Akseptor yang baru pertama kali menggunakan cara kontrasepsi, atau menjadi akseptor setelah melahirkan atau abortus.

d. Akseptor KB ideal

Akseptor aktif yang mempunyai anak tidak lebih dari 2 orang dan berumur kurang dari 45 tahun.

e. Akseptor lestari

Peserta KB yang tetap memakai cara kontrasepsi dengan benar untuk waktu lebih dari 10 tahun dan tidak pernah diselingi kelahiran (BKKBN, 1985).

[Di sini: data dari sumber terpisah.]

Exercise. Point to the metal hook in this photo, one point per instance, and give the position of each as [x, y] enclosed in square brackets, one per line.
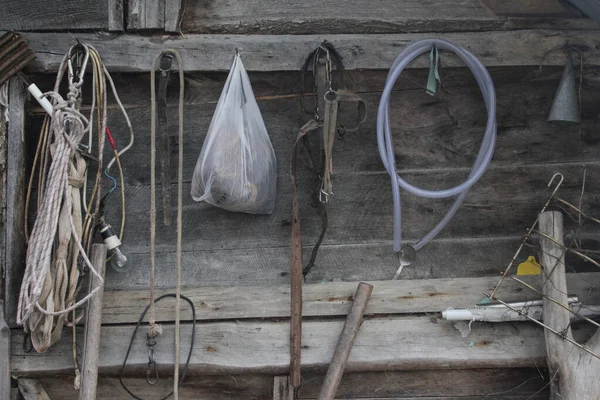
[562, 178]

2.1.6. Faktor yang berhubungan dengan Keikutsertaan PUS dalam Program KB Menurut Bertrand (1980) yang dikutip oleh Agus (2004) menyatakan ada tiga faktor yang memhubungani pemakaian kontrasepsi oleh Pasangan Usia Subur (PUS), yaitu: sosio demografi, sosio psikologi serta pemberi pelayanan KB (provider). Faktor sosio demografi terdiri dari: umur, jenis kelamin, jumlah keluarga, tingkat pendidikan, pekerjaan, penghasilan/ pendapatan. Faktor sosio psikologis terdiri dari kepercayaan terhadap nilai-nilai agama dan nilai-nilai budaya.

2.1.7. Hambatan Dalam Penerimaan Program KB

Menurut Siregar (2003), beberapa alasan dan faktor mengapa program KB belum diterima oleh seluruh masyarakat antara lain:

a. Nilai-nilai Agama

Bagi para pemeluk agama, merencanakan jumlah anak adalah menyalahi kehendak Tuhan. Kita tidak boleh mendahului kehendak Tuhan apalagi mencegah kelahiran anak dengan menggunakan alat kontrasepsi supaya tidak hamil. Langkah utama untuk mengatasi hal ini adalah menemui tokoh-tokoh atau ulama dari agama tersebut untuk menjelaskan bahwa merencanakan keluarga untuk membantu Keluarga Kecil adalah tidak bertentangan dengan Agama.

b. Nilai-nilai budaya (Adat istiadat)

Adat kebiasaan atau adat dari suatu masyarakat yang memberikan nilai anak laki-laki lebih dari anak perempuan atau sebaliknya. Hal ini akan memungkinkan satu keluarga mempunyai banyak anak. Bagaimana kalau keinginan untuk mendapatkan anak laki-laki atau perempuan tidak terpenuhi mungkin akan menceraikan istrinya dan kawin lagi agar terpenuhi keinginan memiliki anak laki-laki ataupun anak perempuan. Disini norma adat istiadat perlu diluruskan karena tidak banyak menguntungkan bahkan banyak bertentangan dengan kemanusiaan. c. Nilai-nilai Ekonomi

Anak dipandang sebagai tenaga kerja yang dapat membantu meningkatkan ekonomi keluarga sehingga mempunyai banyak anak akan banyak tambahan pendapatan yang akan diperoleh. Hal ini memang suatu kenyataan dan benar, tetapi belum diperkirakan nasib anak itu sendiri apakah anak itu memang bisa diharapkan pendidikannya dan masa depannya. Kalau hal ini dipertimbangkan, mempunyai banyak anak malah menjadi beban dan masalah.